The state’s charter schools will be allowed to enroll about 500 more students next year.

The state Board of Education voted 6-2 Wednesday to add 504 charter school seats, about a 5.5 percent increase. Currently, there are about 9,600 seats in the state’s 24 charter schools. One in 57 Connecticut students attends a charter school.

In the absence of a state budget, state education officials said they waited to act on the expansion until the governor had signed an executive order managing state finances that included charter school funding.

More than a quarter of the new seats will be added at Capital Preparatory Harbor School in Bridgeport. The state approved 154 new seats for the school, which is set to begin enrolling students from kindergarten through fifth grade. It has enrolled students in sixth through 12th grade since opening in 2015.

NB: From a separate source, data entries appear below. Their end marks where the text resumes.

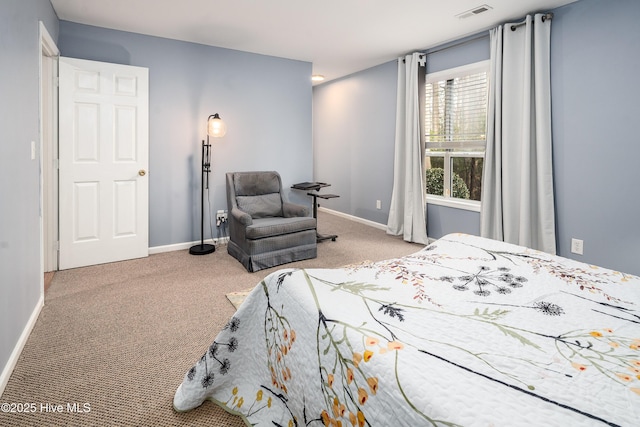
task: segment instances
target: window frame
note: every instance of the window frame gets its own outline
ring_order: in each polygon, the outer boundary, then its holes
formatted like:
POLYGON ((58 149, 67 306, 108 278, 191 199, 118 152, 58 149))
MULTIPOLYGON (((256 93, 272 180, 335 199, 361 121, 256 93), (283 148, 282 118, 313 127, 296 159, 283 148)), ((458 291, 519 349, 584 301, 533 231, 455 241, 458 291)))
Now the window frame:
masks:
MULTIPOLYGON (((426 74, 425 76, 425 85, 429 83, 438 82, 441 80, 451 80, 457 77, 464 77, 470 74, 475 74, 478 72, 486 72, 487 75, 487 91, 489 89, 489 76, 490 76, 490 61, 484 60, 479 62, 474 62, 472 64, 462 65, 460 67, 449 68, 442 71, 436 71, 434 73, 426 74)), ((425 88, 426 89, 426 88, 425 88)), ((487 105, 488 107, 488 105, 487 105)), ((426 117, 422 118, 426 120, 426 117)), ((425 129, 425 133, 428 130, 425 129)), ((486 135, 486 134, 485 134, 486 135)), ((443 191, 450 191, 450 183, 451 183, 451 172, 453 169, 452 159, 455 157, 482 157, 483 163, 486 153, 486 140, 484 143, 478 143, 477 141, 469 141, 464 146, 460 147, 461 151, 453 151, 452 148, 443 148, 443 151, 429 151, 429 149, 434 149, 434 147, 427 147, 428 143, 426 143, 426 135, 425 135, 425 151, 424 151, 424 159, 427 157, 443 157, 444 158, 444 182, 445 188, 443 191), (473 151, 473 149, 481 148, 482 151, 473 151), (466 150, 465 150, 466 149, 466 150), (449 184, 446 184, 449 183, 449 184)), ((426 167, 425 167, 426 172, 426 167)), ((464 209, 468 211, 480 212, 480 208, 482 205, 482 201, 477 200, 468 200, 468 199, 460 199, 456 197, 451 197, 450 195, 435 195, 426 193, 426 202, 427 204, 446 206, 450 208, 456 209, 464 209)))
MULTIPOLYGON (((484 159, 484 152, 480 151, 433 151, 425 154, 425 157, 443 157, 444 164, 449 165, 444 169, 444 181, 451 182, 451 171, 453 169, 452 162, 455 157, 482 157, 484 159)), ((449 188, 444 188, 447 191, 449 188)), ((450 195, 439 196, 436 194, 426 194, 427 204, 447 206, 450 208, 465 209, 468 211, 480 212, 481 201, 460 199, 458 197, 451 197, 450 195)))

Steven Perry, founder of Capital Prep Harbor School, speaks at Wednesday’s board meeting. Credit: Kyle Constable / CTMirror.org
Steven Perry, founder of Capital Prep Harbor School, speaks at Wednesday’s board meeting. Credit: Kyle Constable / CTMirror.org

Capital Prep Harbor has come under fire from critics who say it does not enroll a sufficient number of Latino students, but school officials say they are not turning Latinos away.

The enrollment concerns framed much of the debate at Wednesday’s state Board of Education meeting in Hartford.

It is not the first time the school’s founder, Steven Perry, has been criticized for enrollment practices.

Before founding the Bridgeport charter school, Perry ran Capital Preparatory Magnet School in Hartford, which state auditors found filled a significant number seats in the 2013-14 and 2014-15 school years outside the state-run school choice lottery.